本发明的目的在于,在使用低基底温度时使太阳能电池的效率以及离析速率得到提升。同时,降低制造时的材料费用。
这一点由此来实现,即,在离析Cu(In,Ga)Se2吸收层的过程中,以硫族离子放射来提供硫族组分,同时将金属组分部分或全部离子化或激化。同时进行的金属组分的激化/离子化由此来实现,即,硫族离子放射的分布在涂层室中与金属组分部分或全部重叠。额外的发明特征是,使用硫族低能量宽放射离子源,对其提取光学器件这样进行调整,即,使硫族离子以及电子以足够能量生成,并进行提取,从而使金属组分的蒸汽部分或全部地发生激化和/或离子化。
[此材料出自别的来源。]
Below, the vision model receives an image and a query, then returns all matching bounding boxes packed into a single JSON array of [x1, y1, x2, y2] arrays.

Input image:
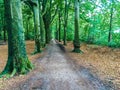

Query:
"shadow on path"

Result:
[[14, 40, 114, 90]]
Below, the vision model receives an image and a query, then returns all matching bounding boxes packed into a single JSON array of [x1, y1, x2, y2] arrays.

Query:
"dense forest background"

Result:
[[0, 0, 120, 47]]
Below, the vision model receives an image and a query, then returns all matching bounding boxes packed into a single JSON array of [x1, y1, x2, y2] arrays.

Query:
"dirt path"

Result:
[[14, 40, 113, 90]]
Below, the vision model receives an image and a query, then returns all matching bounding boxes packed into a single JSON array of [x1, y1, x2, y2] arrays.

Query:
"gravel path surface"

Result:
[[14, 40, 113, 90]]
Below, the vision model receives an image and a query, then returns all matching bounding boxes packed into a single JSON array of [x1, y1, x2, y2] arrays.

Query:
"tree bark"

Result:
[[1, 0, 32, 76], [31, 0, 41, 53], [73, 0, 81, 53], [108, 0, 113, 43]]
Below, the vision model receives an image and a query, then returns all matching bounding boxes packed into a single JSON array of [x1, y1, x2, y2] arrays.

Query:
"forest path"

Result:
[[14, 40, 111, 90]]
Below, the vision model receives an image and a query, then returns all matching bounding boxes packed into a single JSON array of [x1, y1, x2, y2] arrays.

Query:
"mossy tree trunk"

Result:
[[58, 10, 61, 42], [32, 0, 41, 53], [63, 0, 70, 45], [1, 0, 32, 76], [108, 0, 114, 47], [73, 0, 81, 53]]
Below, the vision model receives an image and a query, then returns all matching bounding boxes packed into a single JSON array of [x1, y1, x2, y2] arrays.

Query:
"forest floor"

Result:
[[0, 41, 120, 90]]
本发明的显著优势在于,所有对于层构成所需的金属和硫族组分进行激化和/或离子化导致离析的吸收层的结构上的以及电学的层特性的改善。通过改善电学层特性,使太阳能电池的效率提高了10%。相对于纯共蒸发工艺,效率提升了约35%。由此,在吸收表面保持不变的情况下,显著提高了太阳能电池的产量。另一优势在于,在涂层室中仅使用单个宽放射离子源。由此,相对于使用多个单独的离子放射源显著降低了投资、调整和控制成本,并明显简化了涂层技术。相对于通过在涂层室中生成等离子体的纯等离子涂层,降低了材料费用,因为涂层有目的地进行并尽可能地涂在基底表面。同时,硒离子放射提供了额外的非热学能量给离析的吸收层,该措施降低了热学基底加热并由此降低了能量耗费。
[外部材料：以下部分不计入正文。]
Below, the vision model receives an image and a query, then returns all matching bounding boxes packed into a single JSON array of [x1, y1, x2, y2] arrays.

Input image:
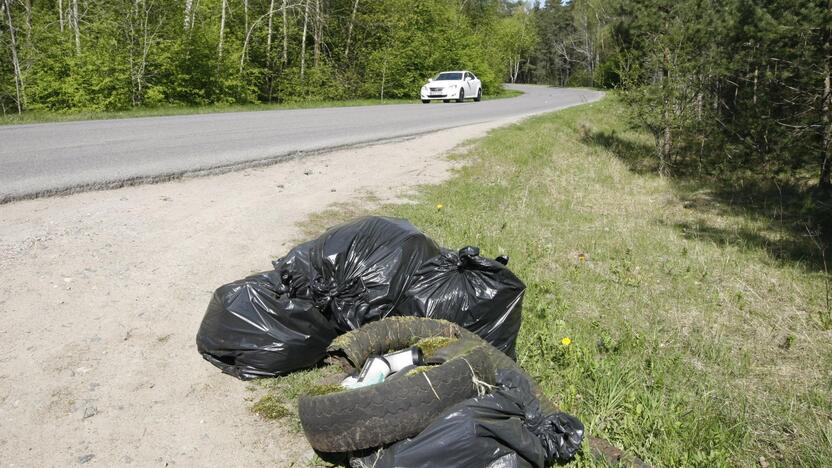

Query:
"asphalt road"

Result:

所使用的提取光学器件相对于传统的格栅系统具有这样的优点,即更小的购置和维护费用。
附图说明
图1为可能的工艺流程的图示。
附图标记说明
1金属蒸发器
2硫族低能量宽放射离子源
3具有提取出的电子和中性粒子的硫族离子射线
4金属蒸发器的蒸汽射线
5基底
6在基底上的钼涂层作为反接触层
具体实施方式
下面,凭借实施例阐明本发明。
设置有钼-反接触层6的基底5置于涂层室中。在此,钼-反接触层6的层厚度位于0.5至2μm范围内。
现在,在真空工艺中以1×10-6和1×10-4mbar之间的压力在金属反接触层6上涂覆Cu(In,Ga)Se2半导体层。在此,来自于金属蒸发器源1的金属组分以0.81<Cu/(In+Ga)<0.95的比率蒸发。对于层构成所需的硒通过来自于硫族低能量宽放射离子源2的离子射线3来提供。在此,硒离子的能量可以在10至500eV之间进行选择。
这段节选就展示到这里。